I'd be very curious to know how this code got published to a production environment without getting caught. I would have thought this problem would have occurred in any testing environment as well as it did here. Ayende, can you comment on where the process broke down and how such an obvious bug was able to slip through?
Well, the answer for that comes in two parts. The first part is that no process broke down. We use our own assets for final testing of all our software, that means that whenever there is a stable RavenDB release pending (and sometimes just when we feel like it) we move our infrastructure to the latest and greatest.
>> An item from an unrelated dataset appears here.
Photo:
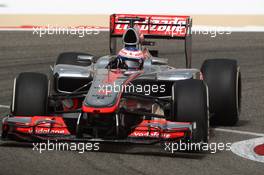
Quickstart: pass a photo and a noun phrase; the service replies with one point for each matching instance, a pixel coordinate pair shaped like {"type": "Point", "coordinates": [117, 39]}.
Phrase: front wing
{"type": "Point", "coordinates": [53, 128]}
Because as hard as you try testing, you will never be able to catch everything. Production is the final test ground, and we have obvious incentives of trying to make sure that everything works. It is dogfooding, basically. Except that if we get a lemon, that is a very public one.
It means that whenever we make a stable release, we can do that with high degree of confidence that everything is going to work, not just because all the tests are passing, but because our production systems had days to actually see if things are right.
The second part of this answer is that this is neither an obvious bug nor one that is easy to catch. Put simply, things worked. There wasn’t even an infinite loop that would make it obvious that something is wrong, it is just that there was a lot of network traffic that you would notice only if you either had a tracer running, or were trying to figure out why the browser was suddenly so busy.
Here is a challenge, try to devise some form of an automated test that would catch something like this error, but do so without actually testing for this specific issue. After all, it is unlikely that someone would have written a test for this unless they run into the error in the first place. So I would be really interested in seeing what sort of automated approaches would have caught that.